Potentiation of plant defenses with organic soil amendments

As part of a collaborative research effort, my goal was to understand the processes by which organic soil amendments derived from paper mill residuals (PMR) influence plant disease. A series of field experiments examined the effects of annual additions of non-composted PMR, PMR composted alone (PMRC), or PMR composted with bark (PMRBC) on soilborne and foliar plant diseases compared to a non-amended control. As expected, all amendments effectively reduced symptoms of Pythium damping-off of cucumber caused by Pythium ultimum and common root rot of snap bean caused by P. ultimum and Aphanomyces euteiches.
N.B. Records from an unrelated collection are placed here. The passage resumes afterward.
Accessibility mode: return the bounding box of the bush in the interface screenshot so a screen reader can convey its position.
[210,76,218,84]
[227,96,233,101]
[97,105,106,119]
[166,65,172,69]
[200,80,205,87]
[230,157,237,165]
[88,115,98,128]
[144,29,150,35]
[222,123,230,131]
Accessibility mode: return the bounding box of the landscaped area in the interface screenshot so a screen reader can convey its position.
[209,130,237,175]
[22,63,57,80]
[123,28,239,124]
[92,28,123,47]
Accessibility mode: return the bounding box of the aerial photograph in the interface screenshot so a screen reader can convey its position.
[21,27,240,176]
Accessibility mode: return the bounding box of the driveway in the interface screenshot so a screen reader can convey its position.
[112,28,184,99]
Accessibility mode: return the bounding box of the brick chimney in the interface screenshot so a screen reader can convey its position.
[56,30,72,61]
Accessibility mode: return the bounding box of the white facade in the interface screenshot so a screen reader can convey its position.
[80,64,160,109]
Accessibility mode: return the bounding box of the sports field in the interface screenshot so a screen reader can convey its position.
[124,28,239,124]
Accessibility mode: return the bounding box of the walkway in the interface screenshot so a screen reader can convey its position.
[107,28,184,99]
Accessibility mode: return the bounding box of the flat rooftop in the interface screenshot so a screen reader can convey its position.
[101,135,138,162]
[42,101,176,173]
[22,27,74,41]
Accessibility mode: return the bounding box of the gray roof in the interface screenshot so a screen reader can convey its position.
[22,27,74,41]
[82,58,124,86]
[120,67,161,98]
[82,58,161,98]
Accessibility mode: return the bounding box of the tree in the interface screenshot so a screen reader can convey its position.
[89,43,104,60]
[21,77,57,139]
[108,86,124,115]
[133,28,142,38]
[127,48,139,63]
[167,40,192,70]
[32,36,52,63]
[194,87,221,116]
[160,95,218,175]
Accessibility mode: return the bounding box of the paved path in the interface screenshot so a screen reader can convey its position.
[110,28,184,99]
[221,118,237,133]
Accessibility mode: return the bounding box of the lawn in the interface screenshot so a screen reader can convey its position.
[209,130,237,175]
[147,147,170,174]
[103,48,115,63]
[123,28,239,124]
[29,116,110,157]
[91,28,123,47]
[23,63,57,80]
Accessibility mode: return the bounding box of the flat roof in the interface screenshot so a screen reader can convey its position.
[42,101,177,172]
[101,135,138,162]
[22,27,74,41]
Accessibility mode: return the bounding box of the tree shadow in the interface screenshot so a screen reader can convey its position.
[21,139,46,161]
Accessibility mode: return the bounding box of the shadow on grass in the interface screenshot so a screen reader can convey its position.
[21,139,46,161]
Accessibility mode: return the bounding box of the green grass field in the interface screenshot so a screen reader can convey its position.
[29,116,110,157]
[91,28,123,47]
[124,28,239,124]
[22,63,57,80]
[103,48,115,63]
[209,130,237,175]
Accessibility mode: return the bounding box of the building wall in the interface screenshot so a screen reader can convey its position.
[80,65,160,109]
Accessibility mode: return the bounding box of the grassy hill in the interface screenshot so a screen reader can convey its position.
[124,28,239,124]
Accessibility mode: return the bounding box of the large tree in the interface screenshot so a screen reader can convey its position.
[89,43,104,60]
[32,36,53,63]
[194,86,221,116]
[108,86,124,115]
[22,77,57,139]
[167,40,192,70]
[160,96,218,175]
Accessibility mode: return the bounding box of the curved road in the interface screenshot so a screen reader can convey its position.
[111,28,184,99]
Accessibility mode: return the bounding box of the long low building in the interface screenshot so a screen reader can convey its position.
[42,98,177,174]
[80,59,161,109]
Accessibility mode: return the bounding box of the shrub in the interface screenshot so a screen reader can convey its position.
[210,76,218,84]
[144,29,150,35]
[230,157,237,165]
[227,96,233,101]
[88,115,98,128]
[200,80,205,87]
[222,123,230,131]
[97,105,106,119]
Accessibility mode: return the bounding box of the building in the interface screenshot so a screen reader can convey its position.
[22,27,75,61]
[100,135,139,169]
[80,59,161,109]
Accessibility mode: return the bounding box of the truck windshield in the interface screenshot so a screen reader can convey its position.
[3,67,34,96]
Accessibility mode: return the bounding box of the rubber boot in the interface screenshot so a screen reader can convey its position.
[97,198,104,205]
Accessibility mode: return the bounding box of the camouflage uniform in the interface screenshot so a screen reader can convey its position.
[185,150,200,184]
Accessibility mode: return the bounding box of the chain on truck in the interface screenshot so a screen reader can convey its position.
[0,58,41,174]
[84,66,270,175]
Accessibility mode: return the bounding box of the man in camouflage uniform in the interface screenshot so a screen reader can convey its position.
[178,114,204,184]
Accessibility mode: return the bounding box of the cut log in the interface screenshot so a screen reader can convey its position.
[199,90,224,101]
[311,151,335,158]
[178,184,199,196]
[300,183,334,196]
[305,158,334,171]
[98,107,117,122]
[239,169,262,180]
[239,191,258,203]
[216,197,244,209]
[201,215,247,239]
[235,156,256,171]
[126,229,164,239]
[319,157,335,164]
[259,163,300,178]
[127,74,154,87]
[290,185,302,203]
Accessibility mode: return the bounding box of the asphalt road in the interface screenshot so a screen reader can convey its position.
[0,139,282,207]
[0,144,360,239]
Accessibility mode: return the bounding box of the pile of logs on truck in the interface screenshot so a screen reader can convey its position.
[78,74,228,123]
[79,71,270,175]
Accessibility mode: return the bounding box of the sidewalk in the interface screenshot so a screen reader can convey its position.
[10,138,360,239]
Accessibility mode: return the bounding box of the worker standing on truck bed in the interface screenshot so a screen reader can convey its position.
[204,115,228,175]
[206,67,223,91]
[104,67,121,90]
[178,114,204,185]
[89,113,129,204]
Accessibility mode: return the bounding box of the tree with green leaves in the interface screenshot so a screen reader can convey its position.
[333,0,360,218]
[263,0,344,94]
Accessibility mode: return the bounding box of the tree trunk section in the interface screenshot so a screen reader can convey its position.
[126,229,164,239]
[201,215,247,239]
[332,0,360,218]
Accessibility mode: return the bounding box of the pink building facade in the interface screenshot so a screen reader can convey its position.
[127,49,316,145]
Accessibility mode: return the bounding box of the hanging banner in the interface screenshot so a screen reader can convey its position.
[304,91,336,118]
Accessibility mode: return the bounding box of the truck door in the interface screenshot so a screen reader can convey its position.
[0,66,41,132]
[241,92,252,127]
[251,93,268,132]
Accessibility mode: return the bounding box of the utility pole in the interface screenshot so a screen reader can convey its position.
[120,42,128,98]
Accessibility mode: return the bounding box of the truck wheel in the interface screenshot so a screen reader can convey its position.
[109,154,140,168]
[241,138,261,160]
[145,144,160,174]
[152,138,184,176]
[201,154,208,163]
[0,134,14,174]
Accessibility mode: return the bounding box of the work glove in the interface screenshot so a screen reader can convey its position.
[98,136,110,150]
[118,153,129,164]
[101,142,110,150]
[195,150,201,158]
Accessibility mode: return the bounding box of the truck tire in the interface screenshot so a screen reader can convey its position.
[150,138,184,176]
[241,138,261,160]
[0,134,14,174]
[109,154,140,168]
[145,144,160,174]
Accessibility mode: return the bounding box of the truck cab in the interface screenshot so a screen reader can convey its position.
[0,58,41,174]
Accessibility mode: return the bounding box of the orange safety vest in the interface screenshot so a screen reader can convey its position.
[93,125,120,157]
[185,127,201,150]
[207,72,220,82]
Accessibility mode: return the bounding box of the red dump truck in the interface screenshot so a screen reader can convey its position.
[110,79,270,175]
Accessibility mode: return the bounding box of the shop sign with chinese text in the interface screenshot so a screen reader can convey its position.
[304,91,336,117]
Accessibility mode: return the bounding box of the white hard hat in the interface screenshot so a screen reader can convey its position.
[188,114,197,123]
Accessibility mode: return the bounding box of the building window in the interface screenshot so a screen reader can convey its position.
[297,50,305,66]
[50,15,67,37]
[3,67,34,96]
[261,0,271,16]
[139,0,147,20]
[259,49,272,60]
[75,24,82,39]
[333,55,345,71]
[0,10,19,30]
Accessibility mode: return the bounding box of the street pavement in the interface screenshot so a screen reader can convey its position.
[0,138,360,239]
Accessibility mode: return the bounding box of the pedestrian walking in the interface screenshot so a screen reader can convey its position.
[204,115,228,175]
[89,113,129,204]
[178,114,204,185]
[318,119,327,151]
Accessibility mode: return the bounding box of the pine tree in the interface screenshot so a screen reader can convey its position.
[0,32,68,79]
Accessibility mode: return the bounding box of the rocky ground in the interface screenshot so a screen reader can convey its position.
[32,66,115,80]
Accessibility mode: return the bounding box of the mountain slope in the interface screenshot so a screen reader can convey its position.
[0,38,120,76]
However, only the PMRC amendments consistently suppressed foliar and pod symptoms of brown spot of snap bean caused by Pseudomonas syringae pv. syringae and foliar symptoms of angular leaf spot of cucumber caused by P. syringae pv. lachrymans. Snap beans grown on PMRC-amended soils also exhibited milder symptoms of anthracnose caused by Colletotrichum lindemuthianum in a greenhouse experiment.;In growth chamber experiments, Arabidopsis thaliana and tomato plants grown in stored PMRC- or PMRBC-amended soil collected from field experiments exhibited reduced symptoms of bacterial speck when inoculated with P. syringae pv. tomato than those plants grown on non-amended soil or PMR-amended soil. The stored PMRC- and PMRBC-amended soils consistently suppressed bacterial speck of Arabidopsis in consecutive disease assays by 34% to 65% for nearly 18 months before losing activity. The reduction of bacterial speck symptoms of Arabidopsis was associated with lower in planta bacterial titers and increased expression of pathogenesis-related genes prior to inoculation. An Arabidopsis npr1 mutant and NahG transgenic line, both of which disrupt systemic acquired resistance (SAR), failed to respond to PMRC- and PMRBC-amended soils. These findings indicate that the foliar disease suppression associated with the composted PMR amendments is an induced form of resistance exhibiting molecular features characteristic of SAR. The exact identity of the PMR elicitor(s) is unknown, but was disrupted by autoclaving. Of the field soils re-amended in 2000 and 2001, only the PMRC-amended soil from 2000 exhibited foliar disease suppression activity, while all amended soils were effective at suppressing diseases caused by soilborne oomycetes in field and greenhouse experiments.